Spectrum showing performance issues and missing some Alarms
search cancel

Spectrum showing performance issues and missing some Alarms

book

Article ID: 218357

calendar_today

Updated On:

Products

CA Spectrum DX NetOps

Issue/Introduction

Spectrum is showing periodic performance issues. It is often slow to respond or complete tasks, and often we're missing Alarms that should have been raised.

Some of the symptoms that are seen when the issue is present may be:

  • "CONTACT LOST TO SECONDARY SPECTROSERVER" alarms that set and clear at nearly the same time
  • Model activation taking longer than normal
  • AlarmNotifier abnormally disconnecting as seen in the $SPEROOT/SS/VNM.OUT file.
    • Example message that might be seen:
    • Jun 24 02:37:50 ERROR TRACE at CsConnect.cc(524): Abnormally disconnected client - application "ServiceNOW_Notifier" sub app. "P:A SPECTRUM Alarm Notification Manager (SANM) application:CA" version "23.3.10.08"
  • Mutex timeout messages as seen in the $SpeCROOT/SS/VNM.OUT file.
    • Example message that might be seen:
    • Jun 23 22:52:09 WARNING at CsHPSERequestSender.cc(1707): timeout mutex lock took 1195ms!
  • Finding dmp or core files created in the $SPECROOT/SS/support directory.
  • Expected Alarms from models are missing.
  • Models show colored border as if an Alarm is raised but no active Alarm is present on the Alarms tab for the model.

Environment

All supported DX NetOps Spectrum releases

Cause

For one common instance where a dmp or core file is created analysis shows the following in the stack trace.

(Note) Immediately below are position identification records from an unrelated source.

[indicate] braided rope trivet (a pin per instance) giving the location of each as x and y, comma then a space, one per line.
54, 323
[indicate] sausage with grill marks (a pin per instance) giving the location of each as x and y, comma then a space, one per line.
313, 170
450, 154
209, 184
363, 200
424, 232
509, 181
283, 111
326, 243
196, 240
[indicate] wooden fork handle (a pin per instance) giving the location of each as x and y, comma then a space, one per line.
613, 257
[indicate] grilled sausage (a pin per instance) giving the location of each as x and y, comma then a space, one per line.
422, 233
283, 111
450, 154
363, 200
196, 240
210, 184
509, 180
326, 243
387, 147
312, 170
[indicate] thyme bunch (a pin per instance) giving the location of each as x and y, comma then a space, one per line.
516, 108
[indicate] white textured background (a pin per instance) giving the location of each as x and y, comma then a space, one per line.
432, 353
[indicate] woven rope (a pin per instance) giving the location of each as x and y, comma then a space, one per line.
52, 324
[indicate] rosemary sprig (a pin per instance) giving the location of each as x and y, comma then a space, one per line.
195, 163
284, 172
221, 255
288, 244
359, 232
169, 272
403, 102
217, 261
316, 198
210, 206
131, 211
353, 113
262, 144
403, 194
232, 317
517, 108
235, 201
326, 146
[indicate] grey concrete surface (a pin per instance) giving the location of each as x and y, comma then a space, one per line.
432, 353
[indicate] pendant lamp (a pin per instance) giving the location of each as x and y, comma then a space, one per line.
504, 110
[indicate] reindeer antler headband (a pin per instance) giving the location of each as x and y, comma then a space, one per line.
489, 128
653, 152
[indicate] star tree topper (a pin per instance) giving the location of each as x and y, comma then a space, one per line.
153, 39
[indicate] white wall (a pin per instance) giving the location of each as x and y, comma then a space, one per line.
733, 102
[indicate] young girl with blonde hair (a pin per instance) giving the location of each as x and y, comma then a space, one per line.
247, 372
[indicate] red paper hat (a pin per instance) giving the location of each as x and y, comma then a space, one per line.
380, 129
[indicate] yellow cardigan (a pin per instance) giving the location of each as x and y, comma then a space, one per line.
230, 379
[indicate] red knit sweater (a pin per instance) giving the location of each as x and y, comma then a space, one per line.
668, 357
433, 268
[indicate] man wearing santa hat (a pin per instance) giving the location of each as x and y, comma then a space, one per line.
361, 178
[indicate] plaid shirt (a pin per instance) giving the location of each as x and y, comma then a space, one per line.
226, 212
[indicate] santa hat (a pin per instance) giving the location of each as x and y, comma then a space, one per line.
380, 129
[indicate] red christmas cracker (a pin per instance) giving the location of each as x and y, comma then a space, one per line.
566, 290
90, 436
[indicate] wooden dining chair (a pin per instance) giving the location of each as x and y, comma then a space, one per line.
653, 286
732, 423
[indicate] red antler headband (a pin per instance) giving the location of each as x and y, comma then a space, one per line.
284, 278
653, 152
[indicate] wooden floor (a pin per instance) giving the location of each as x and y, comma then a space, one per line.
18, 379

#24 0x00007f4a900d58f8 in GlobalCollectionIH::run_search(CsModelHandle const&, GlobalCollectionIH::SearchInitiator_e) () from /opt/SPECTRUM/lib/../SS/libmdlsvint.so.1

This tells us that a Global Collection (GC) search is causing the SpectroSERVER performance issue.

Resolution

Common known causes for a GC causing SpectroSERVER performance issues:

  • Large number of GC's overwhelming existing resources.
  • GC's with Search schedules set to use the Real-Time Update method
  • Large number of GC's running scheduled searches at approximately the same time
  • GC's with large complex search criteria
  • GC's using external attributes 

Common recommendations to resolve these problems.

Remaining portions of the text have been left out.